A second point that is exercising the minds of some kidney patients—here I must declare an interest, as I am on kidney dialysis at home and receive an attendance allowance—is what their position will be when the new Social Security Act comes into force.

Mr. Lyell

I am very glad to answer both of my hon. Friend's points. I welcome the fact that he has emphasised that once one is on a machine—nobody will know that better in this House than my hon. Friend — one is unable to help oneself. That is one of the reasons why an attendance allowance should be payable to those at home. The inability to help oneself is common to dialysis both at home and in a hospital.

On my hon. Friend's second point about the effect of the changes that will be introduced by the Social Security Act 1986, I am very happy to make it abundantly clear that they will not affect the way in which attendance allowance is paid. It will most certainly continue to be paid after the changes come into effect, just as it is paid now.

We have commissioned a major study of both the number and the needs of disabled people generally. That study is now being conducted by the Office of Population Censuses and Surveys. We shall be reviewing benefits for the disabled as a whole in the light of that study. We expect the results of the survey to be available in 1988, after which we shall review the whole picture in relation to the disabled. I emphasise that the changes to the 1986 Act will make no difference to the payment of the attendance allowance. I hope that that reassures my hon. Friend.

I have already said that we shall look carefully at the point that has been raised by my hon. Friend the Member for Romsey and Waterside and see whether it would be right to change the regulations. Although I cannot go further than that at the moment by way of a commitment, I can outline some of the positive steps that we shall be taking and some of the relevant aspects that will need to be examined.

The first positive step that we have in mind is that in the near future we propose to send a small team from the Department to the Portsmouth area to study the whole position, in consultation, among others, with Professor Lee. We are sure that that will help us, and we hope that it will help generally. We shall need to ascertain the precise criteria for a self-care unit. We must analyse the distinction between a patient in a self-care unit and an ordinary hospital out-patient. We must ask ourselves how far the absence of supervision by the hospital alters his status.

In that context we need, to some extent, to consider the legal aspects. The federation has expressed some concern about the hospitals' liability or otherwise should an emergency arise and their responsibility for a patient while on the hospital premises. The key question is whether there is a real distinction between the present case and those cases of dialysis in hospital as full out-patients.

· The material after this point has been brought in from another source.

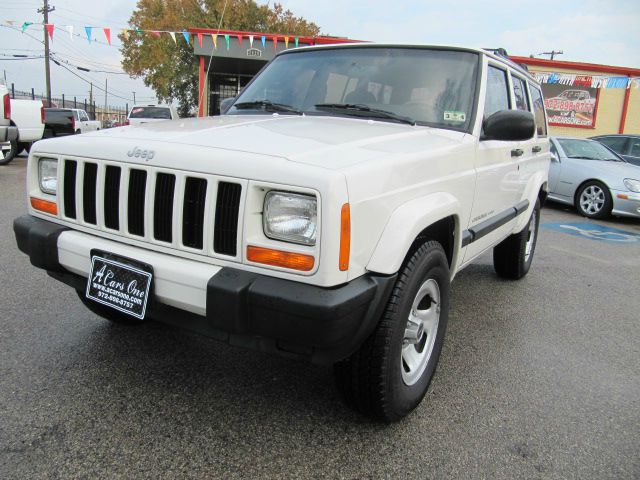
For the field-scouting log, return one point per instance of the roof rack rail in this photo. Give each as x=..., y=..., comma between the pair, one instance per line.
x=501, y=52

At present we are concerned with only two comparatively small units and a third, as I understand it, in preparation. They have established a particular pattern, of which we have heard tonight, but which still concerns only a comparatively few people, important cases in themselves, but showing the way and therefore a way that we must analyse.

However, we must envisage, and we do, that other authorities may develop their own solutions to the problems of matching dialysis patients' needs to the best use of resources. We need to consider our options against a slightly wider background than just this particular case.

We are fully committed to providing attendance allowance to those renal failure patients who need attention at home while dialysing at least twice a week. We shall look carefully at the path which my hon. Friend advocates, but before we commit ourselves to go down it we need to be sure that it is the best solution in everyone's interests and the best use of resources. The position is not yet completely clear cut but we shall press ahead to give the matter our clear and constructive consideration.

Question put and agreed to.

Adjourned accordingly at eleven minutes past Twelve midnight.